Long Context XML-Roberta-large

A long‑context variant of XLM‑RoBERTa Large extended to 4096 tokens and continued‑pretrained on CC100 with RoBERTa‑style sequence packing and dynamic masking (MLM).

  • Context window: 4096 tokens (implemented as max_position_embeddings ≈ 4098, i.e., 4096 effective tokens + specials)
  • Objective: Masked Language Modeling (MLM) with mlm_probability=0.15
  • Data: CC100 (all languages) via 🤗 Datasets streaming, weigthed interleaved across languages
  • Packing: concatenate documents and insert </s> separators.

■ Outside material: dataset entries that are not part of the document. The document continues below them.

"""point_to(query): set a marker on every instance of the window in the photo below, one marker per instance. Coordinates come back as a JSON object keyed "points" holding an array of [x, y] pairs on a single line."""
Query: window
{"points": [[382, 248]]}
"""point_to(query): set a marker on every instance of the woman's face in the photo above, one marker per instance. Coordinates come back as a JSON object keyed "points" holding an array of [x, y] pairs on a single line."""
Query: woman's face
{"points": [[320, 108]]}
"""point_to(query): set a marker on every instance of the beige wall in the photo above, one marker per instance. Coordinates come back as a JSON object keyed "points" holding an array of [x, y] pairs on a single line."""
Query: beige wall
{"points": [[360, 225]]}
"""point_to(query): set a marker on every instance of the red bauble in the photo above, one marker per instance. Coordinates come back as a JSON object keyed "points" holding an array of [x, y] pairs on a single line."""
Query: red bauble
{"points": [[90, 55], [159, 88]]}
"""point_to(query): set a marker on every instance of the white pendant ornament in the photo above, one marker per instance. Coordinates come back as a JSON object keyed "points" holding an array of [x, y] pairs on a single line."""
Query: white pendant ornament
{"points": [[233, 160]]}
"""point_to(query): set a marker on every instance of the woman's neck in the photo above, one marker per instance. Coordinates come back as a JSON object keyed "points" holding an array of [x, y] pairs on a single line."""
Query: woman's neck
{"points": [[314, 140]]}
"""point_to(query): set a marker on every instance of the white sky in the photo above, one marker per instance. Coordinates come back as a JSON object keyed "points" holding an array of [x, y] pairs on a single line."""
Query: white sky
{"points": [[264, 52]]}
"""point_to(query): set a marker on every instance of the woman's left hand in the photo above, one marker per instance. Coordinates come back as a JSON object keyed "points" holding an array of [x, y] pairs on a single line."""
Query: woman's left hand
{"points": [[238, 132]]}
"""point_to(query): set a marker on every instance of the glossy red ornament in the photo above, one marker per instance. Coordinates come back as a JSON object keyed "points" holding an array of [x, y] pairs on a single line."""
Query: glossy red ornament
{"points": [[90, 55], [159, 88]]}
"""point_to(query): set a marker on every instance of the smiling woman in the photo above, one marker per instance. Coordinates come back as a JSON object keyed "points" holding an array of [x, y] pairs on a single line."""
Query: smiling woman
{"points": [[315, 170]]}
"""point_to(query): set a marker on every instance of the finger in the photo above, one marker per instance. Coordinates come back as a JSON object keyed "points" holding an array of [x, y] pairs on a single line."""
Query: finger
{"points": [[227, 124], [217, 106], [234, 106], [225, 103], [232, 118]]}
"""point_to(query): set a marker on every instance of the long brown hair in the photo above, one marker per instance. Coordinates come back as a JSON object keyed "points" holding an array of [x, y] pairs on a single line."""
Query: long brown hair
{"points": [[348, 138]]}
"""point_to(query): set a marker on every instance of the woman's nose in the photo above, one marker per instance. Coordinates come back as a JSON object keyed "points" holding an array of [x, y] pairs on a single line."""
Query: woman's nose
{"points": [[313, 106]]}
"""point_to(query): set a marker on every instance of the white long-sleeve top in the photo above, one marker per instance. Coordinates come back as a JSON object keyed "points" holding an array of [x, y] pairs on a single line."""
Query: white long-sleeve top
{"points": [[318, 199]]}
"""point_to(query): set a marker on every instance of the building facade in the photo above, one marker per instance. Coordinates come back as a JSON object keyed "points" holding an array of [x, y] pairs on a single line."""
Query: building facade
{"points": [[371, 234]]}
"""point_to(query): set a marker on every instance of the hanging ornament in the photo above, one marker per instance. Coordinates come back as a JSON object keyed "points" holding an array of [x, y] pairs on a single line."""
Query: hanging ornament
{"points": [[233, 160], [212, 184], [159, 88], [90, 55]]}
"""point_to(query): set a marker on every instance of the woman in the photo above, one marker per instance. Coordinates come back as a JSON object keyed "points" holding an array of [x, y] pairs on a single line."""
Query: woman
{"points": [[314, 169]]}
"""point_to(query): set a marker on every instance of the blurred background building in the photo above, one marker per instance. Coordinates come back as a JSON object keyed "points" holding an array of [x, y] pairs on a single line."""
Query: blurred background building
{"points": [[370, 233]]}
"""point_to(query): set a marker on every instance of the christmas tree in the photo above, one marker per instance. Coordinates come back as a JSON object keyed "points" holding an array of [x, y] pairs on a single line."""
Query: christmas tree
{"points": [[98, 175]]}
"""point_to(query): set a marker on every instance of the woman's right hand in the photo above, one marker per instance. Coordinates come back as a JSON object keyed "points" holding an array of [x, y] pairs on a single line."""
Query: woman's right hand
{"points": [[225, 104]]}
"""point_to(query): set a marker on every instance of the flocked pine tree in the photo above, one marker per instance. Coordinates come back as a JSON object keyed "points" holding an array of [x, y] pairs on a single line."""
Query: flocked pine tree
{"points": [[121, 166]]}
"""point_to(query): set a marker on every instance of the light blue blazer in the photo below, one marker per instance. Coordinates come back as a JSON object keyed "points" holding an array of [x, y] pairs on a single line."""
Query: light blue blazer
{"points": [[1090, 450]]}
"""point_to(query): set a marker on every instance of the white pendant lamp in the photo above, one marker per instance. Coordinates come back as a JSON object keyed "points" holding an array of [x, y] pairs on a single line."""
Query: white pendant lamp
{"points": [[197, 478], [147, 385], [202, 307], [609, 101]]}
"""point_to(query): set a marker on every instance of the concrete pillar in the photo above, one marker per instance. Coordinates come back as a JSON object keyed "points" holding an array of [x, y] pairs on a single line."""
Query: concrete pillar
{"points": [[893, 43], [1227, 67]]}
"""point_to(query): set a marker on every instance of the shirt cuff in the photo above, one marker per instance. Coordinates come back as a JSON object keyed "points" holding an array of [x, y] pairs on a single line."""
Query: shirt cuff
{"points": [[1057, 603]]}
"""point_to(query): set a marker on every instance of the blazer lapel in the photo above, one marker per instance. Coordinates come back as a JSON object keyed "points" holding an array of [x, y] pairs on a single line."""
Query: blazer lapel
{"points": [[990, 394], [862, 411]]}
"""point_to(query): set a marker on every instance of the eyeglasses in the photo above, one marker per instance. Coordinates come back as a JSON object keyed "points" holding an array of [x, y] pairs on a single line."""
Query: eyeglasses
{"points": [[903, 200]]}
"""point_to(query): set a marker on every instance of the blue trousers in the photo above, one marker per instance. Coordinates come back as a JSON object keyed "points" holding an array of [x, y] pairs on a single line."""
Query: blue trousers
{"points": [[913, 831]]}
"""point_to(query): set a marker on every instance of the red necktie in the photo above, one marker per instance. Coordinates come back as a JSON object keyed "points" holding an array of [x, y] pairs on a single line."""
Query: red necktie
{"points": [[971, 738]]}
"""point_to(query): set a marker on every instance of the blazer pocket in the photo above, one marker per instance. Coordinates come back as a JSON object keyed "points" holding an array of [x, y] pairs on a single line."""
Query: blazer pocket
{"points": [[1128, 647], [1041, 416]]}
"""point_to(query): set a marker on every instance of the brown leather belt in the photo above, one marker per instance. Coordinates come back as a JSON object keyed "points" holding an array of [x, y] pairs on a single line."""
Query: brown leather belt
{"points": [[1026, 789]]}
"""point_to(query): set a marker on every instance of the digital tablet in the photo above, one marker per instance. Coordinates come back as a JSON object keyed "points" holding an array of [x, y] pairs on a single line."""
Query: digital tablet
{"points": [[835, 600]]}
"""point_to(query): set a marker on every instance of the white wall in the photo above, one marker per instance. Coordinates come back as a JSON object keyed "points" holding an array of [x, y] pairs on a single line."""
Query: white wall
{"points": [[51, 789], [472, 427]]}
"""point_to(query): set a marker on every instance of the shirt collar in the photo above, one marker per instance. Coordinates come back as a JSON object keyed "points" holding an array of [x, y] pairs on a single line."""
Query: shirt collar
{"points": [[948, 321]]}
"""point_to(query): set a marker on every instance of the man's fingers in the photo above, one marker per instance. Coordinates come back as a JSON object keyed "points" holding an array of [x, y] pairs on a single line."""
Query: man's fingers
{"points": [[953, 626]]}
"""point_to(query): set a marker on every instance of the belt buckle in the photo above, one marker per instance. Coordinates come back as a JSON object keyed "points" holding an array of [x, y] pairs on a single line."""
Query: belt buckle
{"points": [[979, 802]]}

Fixed‑length blocks.
  • Positional embeddings: extended from the base model using interpolation then full model finetuned.

Intended uses

  • General multilingual text representation and MLM pre‑training tasks
  • Backbone for multilingual classification, retrieval, and sequence tagging
  • Starting point for continued task‑specific fine‑tuning that benefits from longer context (documents, code, QA context passages)

How to use:

from transformers import (
    pipeline,
    AutoTokenizer,
    AutoModelForMaskedLM,
)
ckpt = "pierre-tassel/longcontext-xlm-roberta-large-4096-tokens"
tokenizer = AutoTokenizer.from_pretrained(ckpt)
model = AutoModelForMaskedLM.from_pretrained(ckpt)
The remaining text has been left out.